Pourtant, en voyant son fils entrer, vêtu de noir des pieds à la tête, l'ivrogne somnolant écarquilla les yeux et il se dressa comme un diable dans sa boîte, le regard mauvais.

Severus grimaça en contemplant la déchéance de celui qui avait fait de son enfance un long cauchemar. Il secoua la tête, réprimant une vague de nausée, alors qu'il combattait ses démons. Severus prenait conscience qu'il n'était plus le tout petit garçon effrayé, celui qui pleurait en silence et qui cachait les ecchymoses sur son corps. Tobias n'était plus qu'un vieil alcoolique, tenant à peine debout, haineux et faible.

— Je voulais te torturer et te tuer lentement, pour toutes ces années où tu as été un monstre, mais je perdrais mon temps. Tu n'es qu'un... déchet. Tu n'es rien.

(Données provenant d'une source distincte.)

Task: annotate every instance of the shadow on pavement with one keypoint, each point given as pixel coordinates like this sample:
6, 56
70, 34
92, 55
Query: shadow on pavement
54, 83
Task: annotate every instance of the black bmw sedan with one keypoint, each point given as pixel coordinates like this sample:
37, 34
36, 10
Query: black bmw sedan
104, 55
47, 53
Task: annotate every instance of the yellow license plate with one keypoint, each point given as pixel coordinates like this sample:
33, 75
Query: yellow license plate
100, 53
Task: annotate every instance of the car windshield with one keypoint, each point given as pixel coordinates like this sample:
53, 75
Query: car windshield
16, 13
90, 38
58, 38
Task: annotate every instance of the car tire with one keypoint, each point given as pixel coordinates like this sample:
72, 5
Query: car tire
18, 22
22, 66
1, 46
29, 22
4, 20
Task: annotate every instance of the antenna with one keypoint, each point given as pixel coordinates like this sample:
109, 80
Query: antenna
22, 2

Il y eut un silence lourd, comme si son père comprenait que l'instant était crucial. Avant qu'il ne commence à crier, Severus leva sa baguette, fixant sa proie avec un calme étrange, ne parvenant pas à ressentir le moindre sentiment. Ni joie ni regrets, il accomplissait juste une tâche. Il prenait un nouveau départ.

— Avada Kedava.

Immédiatement, Tobias Rogue s'effondra sur lui-même, comme une marionnette à qui on aurait coupé les fils. Severus tourna les talons, sans ressentir le moindre regret.

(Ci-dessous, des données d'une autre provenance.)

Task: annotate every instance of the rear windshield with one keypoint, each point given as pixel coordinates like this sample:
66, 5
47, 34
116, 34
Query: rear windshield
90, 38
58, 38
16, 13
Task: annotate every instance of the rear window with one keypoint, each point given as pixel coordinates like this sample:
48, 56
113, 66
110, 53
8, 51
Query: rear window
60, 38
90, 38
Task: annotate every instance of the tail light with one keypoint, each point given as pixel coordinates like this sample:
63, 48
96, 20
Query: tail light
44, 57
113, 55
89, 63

Arrivé devant la porte d'entrée, il marqua une pause pour dire quelques mots à haute voix, comme pour enfin tourner la page sur son passé difficile. Il n'y avait personne pour les entendre, excepté le cadavre de son père, mais c'était suffisant pour qu'il se sente mieux.

— Tu auras fait au moins une chose pour ton fils, Tobias Rogue. Grâce à toi, l'avenir m'appartient.